SEMUSA (SMS) Macaé — Prova 2021
No plantão noturno, você é chamado para avaliar paciente, 73 anos, portador de DPOC com queixa de dispneia importante em repouso. No prontuário estão registradas as seguintes informações: paciente dependente para atividades de vida diária (deambulação, banho, higiene e vestuário), com necessidade de oxigênio suplementar em repouso, quatro internações nos últimos seis meses, cor pulmonale. Paciente, de acordo com abordagem paliativa, não desejando ser mantido vivo artificialmente. Ao exame, paciente deitado no leito, vigil, orientado, acompanhado da esposa, emagrecido, queixa se de desconforto e dispneia em repouso com frequência respiratória 36 irpm, tosse frequente com secreção clara e sem odor. MVUA, com sibilos bibasais. Saturação com O2 2L/min 90%. TC de tórax sem sinais de infecção ou congestão. Paciente não faz uso prévio de opióides. Qual a conduta inicial mais adequada?

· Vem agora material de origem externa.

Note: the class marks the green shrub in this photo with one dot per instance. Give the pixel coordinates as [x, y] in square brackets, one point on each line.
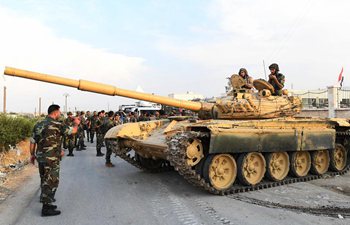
[14, 129]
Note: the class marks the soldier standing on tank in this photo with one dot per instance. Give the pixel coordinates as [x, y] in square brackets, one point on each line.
[108, 124]
[276, 79]
[70, 138]
[87, 125]
[248, 79]
[99, 133]
[93, 120]
[45, 147]
[133, 118]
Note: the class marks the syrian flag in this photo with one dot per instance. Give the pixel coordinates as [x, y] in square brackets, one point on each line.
[340, 77]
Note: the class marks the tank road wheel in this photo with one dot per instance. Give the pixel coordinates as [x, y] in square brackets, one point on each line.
[251, 168]
[194, 152]
[277, 165]
[320, 162]
[300, 163]
[220, 170]
[338, 158]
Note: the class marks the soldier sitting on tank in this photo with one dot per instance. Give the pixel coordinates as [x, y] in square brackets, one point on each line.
[276, 79]
[248, 79]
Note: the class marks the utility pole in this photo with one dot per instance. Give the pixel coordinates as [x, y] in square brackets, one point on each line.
[66, 95]
[39, 106]
[4, 107]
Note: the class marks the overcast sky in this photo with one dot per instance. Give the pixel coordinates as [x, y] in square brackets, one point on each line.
[168, 46]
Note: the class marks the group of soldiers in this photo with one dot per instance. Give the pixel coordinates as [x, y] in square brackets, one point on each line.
[276, 79]
[90, 124]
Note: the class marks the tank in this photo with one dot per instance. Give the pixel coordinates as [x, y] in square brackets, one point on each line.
[244, 141]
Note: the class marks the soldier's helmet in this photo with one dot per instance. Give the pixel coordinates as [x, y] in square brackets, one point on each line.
[274, 66]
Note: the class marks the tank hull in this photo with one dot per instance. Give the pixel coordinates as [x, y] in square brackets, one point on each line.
[192, 147]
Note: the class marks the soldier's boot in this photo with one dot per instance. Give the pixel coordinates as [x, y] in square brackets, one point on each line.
[109, 164]
[99, 153]
[70, 152]
[48, 210]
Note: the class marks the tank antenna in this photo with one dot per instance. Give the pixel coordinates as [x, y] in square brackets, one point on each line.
[264, 69]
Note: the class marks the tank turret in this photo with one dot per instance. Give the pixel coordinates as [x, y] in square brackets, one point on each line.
[242, 104]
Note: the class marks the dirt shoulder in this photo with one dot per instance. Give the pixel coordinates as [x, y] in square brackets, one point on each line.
[14, 169]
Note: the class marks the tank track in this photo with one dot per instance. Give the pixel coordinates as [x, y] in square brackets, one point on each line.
[177, 157]
[122, 152]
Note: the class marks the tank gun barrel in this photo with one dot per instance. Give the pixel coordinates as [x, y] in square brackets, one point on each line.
[106, 89]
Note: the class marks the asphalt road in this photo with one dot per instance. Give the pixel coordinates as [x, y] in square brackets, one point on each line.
[90, 193]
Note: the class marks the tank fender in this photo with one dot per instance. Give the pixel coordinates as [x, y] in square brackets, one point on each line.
[139, 130]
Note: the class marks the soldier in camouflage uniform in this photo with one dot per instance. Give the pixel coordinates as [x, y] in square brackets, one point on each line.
[80, 134]
[70, 138]
[108, 124]
[87, 125]
[93, 120]
[276, 79]
[46, 143]
[99, 133]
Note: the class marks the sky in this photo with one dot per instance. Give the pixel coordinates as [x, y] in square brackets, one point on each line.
[167, 46]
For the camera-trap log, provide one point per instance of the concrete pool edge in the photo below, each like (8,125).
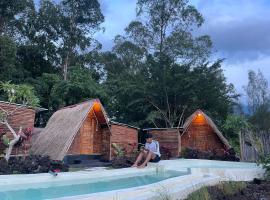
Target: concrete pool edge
(178,187)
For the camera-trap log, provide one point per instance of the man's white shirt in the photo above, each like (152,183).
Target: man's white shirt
(153,147)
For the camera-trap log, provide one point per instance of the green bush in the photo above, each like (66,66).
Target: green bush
(220,191)
(265,162)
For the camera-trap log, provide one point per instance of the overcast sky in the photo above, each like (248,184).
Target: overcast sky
(240,31)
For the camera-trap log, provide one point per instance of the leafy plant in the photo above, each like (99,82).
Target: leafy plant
(23,94)
(118,150)
(265,162)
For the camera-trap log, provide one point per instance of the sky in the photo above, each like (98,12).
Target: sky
(239,29)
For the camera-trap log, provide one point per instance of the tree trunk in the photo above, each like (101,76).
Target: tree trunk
(10,147)
(13,142)
(65,67)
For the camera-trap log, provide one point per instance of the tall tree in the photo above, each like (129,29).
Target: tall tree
(157,72)
(166,28)
(14,14)
(257,90)
(80,20)
(23,94)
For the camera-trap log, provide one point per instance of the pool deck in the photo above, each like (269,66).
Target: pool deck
(202,173)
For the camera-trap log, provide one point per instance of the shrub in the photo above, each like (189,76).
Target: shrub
(265,162)
(30,165)
(190,153)
(165,153)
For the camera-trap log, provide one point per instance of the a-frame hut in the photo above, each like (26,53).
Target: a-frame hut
(198,132)
(82,130)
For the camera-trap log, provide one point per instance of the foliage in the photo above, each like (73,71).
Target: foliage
(257,90)
(216,154)
(261,117)
(81,85)
(7,58)
(29,165)
(22,94)
(222,191)
(265,162)
(118,150)
(149,94)
(232,127)
(156,74)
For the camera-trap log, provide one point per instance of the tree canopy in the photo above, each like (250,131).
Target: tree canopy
(157,73)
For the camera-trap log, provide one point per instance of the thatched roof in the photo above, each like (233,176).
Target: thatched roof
(209,121)
(122,124)
(61,129)
(36,109)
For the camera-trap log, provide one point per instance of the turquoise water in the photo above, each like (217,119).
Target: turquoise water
(106,184)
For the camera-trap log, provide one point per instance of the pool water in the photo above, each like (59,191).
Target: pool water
(79,188)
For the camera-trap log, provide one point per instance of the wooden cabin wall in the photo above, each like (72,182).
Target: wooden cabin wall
(88,140)
(125,137)
(201,136)
(106,144)
(169,139)
(22,117)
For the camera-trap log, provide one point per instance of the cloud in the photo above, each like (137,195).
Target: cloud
(239,29)
(118,14)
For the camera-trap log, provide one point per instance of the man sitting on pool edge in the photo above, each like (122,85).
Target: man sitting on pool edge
(150,152)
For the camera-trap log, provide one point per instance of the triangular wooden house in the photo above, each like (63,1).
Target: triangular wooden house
(83,130)
(198,132)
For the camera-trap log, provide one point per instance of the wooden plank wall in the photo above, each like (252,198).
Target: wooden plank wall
(169,139)
(89,138)
(125,137)
(248,152)
(22,117)
(106,144)
(201,136)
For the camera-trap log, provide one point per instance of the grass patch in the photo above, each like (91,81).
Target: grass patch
(222,189)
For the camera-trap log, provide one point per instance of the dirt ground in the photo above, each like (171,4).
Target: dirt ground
(256,190)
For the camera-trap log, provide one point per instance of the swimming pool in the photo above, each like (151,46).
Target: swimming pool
(179,177)
(52,190)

DPOC avançado com dispneia refratária em cuidados paliativos → Otimizar VNI e broncodilatadores, iniciar opioides (morfina) e benzodiazepínicos (midazolam) para controle sintomático, com comunicação clara.
Em pacientes com DPOC avançado em cuidados paliativos e dispneia refratária, o foco é o controle sintomático. Opióides como a morfina são eficazes para reduzir a percepção da dispneia, e benzodiazepínicos podem auxiliar na ansiedade associada, sempre com comunicação transparente com paciente e família.
Pacientes com Doença Pulmonar Obstrutiva Crônica (DPOC) em estágio avançado frequentemente experimentam dispneia refratária, um sintoma debilitante que impacta significativamente a qualidade de vida. Em um contexto de cuidados paliativos, onde o foco é o alívio do sofrimento e o respeito à autonomia do paciente, a abordagem terapêutica se distancia das medidas curativas e invasivas. É crucial reconhecer os sinais de doença avançada, como múltiplas internações, dependência para atividades de vida diária e cor pulmonale. O manejo da dispneia em DPOC avançado envolve uma abordagem multifacetada. Inicialmente, otimizar o posicionamento do paciente, a oxigenoterapia e o uso de broncodilatadores é fundamental. A ventilação não invasiva (VNI) pode ser uma ferramenta útil para aliviar o desconforto respiratório, desde que o paciente a tolere e esteja alinhada com seus desejos. No entanto, quando essas medidas não são suficientes, a introdução de opioides, como a morfina, torna-se essencial. A morfina atua no sistema nervoso central, reduzindo a percepção da dispneia, mesmo em doses baixas e na ausência de dor. Adicionalmente, benzodiazepínicos como o midazolam podem ser associados para controlar a ansiedade e o pânico frequentemente associados à dispneia severa. A comunicação clara e empática com o paciente e a família sobre os objetivos do tratamento, incluindo a possibilidade de sedação para conforto, é imperativa. O planejamento antecipado de cuidados, que reflete os desejos do paciente, deve guiar todas as decisões, priorizando o conforto e a dignidade acima de intervenções que prolonguem a vida artificialmente sem benefício real.
A morfina é um opioide eficaz para reduzir a percepção da dispneia em pacientes com doenças respiratórias avançadas, mesmo na ausência de dor, atuando no sistema nervoso central para diminuir a sensação de falta de ar.
A VNI pode ser utilizada para aliviar a dispneia e melhorar a oxigenação em exacerbações agudas de DPOC, mesmo em contexto paliativo, desde que o paciente esteja confortável e cooperativo, e que esteja alinhado com seus desejos.
A comunicação transparente e empática é fundamental para alinhar as expectativas, respeitar a autonomia do paciente e garantir que as decisões de tratamento reflitam seus valores e desejos, especialmente em relação a medidas de suporte de vida.